Foi o capitão Zito quem acabou com o “complexo de vira-latas” e mostrou à seleção brasileira que é possível jogar bonito e ganhar
O jornalista Odir Cunha defende a tese – verdadeira, inquestionável – de que o Santos de 1962-1963, com sua formação clássica (Gilmar, Lima, Mauro, Calvet e Dalmo; Zito e Mengálvio; Dorval, Coutinho, Pelé e Pepe) foi o maior time do futebol mundial em todos os tempos. De fato, naquele período, o Peixe ganhou todos os títulos possíveis, bateu as maiores equipes europeias e sul-americanas, aplicou a mais sensacional série de goleadas por onde passou.
Foi um momento mágico do futebol mundial em que se demonstrou ser possível unir a eficácia ao espetáculo. O show ao resultado. O Santos não apenas jogava bonito, como nenhum outro time jogou antes ou jogaria depois, mas também ganhava as competições que disputava.
A seleção brasileira também teve um momento assim, quatro anos antes, na Suécia. Ao ganhar a Copa do Mundo pela primeira vez, os brasileiros aplicaram históricas goleadas contra seus adversários na semifinal, contra a fortíssima França, e na final, contra a equipe anfitriã.
Para quem acha que uma coisa (a arte) leva necessariamente à outra (a conquista), os desmentidos são inúmeros: a fantástica seleção húngara de 1954, batida na final da Copa pelos alemães; a revolucionária Holanda de Rinus Mitchels, que maravilhou o mundo em 1974 e perdeu o Mundial para a mesma Alemanha; e o Brasil de 1982, bonitinho mas ordinário. Os exemplos contrários – dos times sem charme mas vencedores – também são inúmeros, mas fiquemos com dois: a citada Alemanha de 1954 e o não-Brasil de 1994.
Tudo isso para dizer que também tenho uma tese: se Pelé foi o maior jogador de futebol de todos os tempos (e não me falem em Maradona, pelo amor de Deus), Zito foi o mais importante. É claro que a segunda afirmação não é tão fácil de sustentar. Mas também tenho meus argumentos, a começar pelo fato de que esses dois jogadores são o traço de união entre o Brasil campeão do mundo em 1958 e o Santos ganhador de tudo em 1962 e 1963. Nesses dois inigualáveis times, Pelé era a genialidade e Zito, o grande condutor.
O dramaturgo Nélson Rodrigues criou uma imagem para explicar a razão pela qual, até 1958, o Brasil jogava bonito mas não ganhava nada. Aqui mesmo, no cone sul da América, éramos fregueses de caderneta de argentinos e uruguaios, que nos surravam impiedosamente. Personalidade fraca? Baixa estima? Para o escritor, sofríamos de insuperável “complexo de vira-latas”.

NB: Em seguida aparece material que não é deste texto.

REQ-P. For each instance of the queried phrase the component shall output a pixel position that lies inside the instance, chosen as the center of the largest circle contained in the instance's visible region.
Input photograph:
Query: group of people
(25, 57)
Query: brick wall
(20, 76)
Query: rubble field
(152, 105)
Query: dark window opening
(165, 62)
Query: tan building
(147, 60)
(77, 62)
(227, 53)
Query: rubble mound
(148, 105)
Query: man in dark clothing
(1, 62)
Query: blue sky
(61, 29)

Pois bem. Quem mudou essa história foi o nosso Zito. Foi ele quem transformou um time de cidade pequena, o Santos, no melhor e mais forte de São Paulo, do Brasil e do mundo. E foi ele quem deu caráter e espírito a uma seleção até então comandada por expoentes dos fracassos de 1950/1954, como Nílton Santos e Didi.

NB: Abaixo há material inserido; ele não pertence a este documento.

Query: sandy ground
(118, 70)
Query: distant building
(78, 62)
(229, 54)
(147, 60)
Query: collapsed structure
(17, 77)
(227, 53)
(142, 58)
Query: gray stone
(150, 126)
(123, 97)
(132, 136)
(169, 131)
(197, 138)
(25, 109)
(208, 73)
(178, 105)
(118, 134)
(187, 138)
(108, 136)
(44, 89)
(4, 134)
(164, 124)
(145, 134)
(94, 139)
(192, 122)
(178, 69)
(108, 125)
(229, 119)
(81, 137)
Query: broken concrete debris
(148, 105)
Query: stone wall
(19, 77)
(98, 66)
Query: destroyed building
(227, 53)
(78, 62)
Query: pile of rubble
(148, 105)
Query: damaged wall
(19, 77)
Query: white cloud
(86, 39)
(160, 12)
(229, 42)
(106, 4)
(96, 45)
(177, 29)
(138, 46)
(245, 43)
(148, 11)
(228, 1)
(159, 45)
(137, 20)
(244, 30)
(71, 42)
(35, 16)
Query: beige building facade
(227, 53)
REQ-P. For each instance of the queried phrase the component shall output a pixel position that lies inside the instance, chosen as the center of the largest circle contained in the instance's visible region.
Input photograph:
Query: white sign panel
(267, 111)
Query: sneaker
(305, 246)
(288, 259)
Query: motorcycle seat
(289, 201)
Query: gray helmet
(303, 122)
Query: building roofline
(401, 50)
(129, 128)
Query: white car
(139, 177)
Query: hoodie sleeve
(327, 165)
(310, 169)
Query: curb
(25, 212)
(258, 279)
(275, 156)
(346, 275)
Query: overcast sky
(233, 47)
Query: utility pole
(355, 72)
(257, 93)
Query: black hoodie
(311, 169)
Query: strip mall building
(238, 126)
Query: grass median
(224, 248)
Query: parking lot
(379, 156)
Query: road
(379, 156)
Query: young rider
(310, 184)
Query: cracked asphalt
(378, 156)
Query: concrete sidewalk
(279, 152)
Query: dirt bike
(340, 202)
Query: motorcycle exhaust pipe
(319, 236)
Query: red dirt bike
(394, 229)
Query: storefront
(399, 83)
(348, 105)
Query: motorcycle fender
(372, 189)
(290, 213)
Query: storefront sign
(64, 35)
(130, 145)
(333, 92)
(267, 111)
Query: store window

Zito foi a grande diferença de 1958. Só com Pelé e Garrincha, talvez a história se mantivesse. Foi ele quem mostrou aos companheiros que, além de jogar bem, poderiam ser vitoriosos. Não precisavam perder sempre. Zito odiava perder e, em toda a sua carreira, perdeu pouco. O ponto de vista carioca, que prevalece na crônica esportiva, perpetua a imagem de representantes das gerações perdedoras e esquece o nosso grande capitão. Aquele que não ergueu formalmente qualquer das taças, mas levantou definitivamente a cabeça do futebol brasileiro.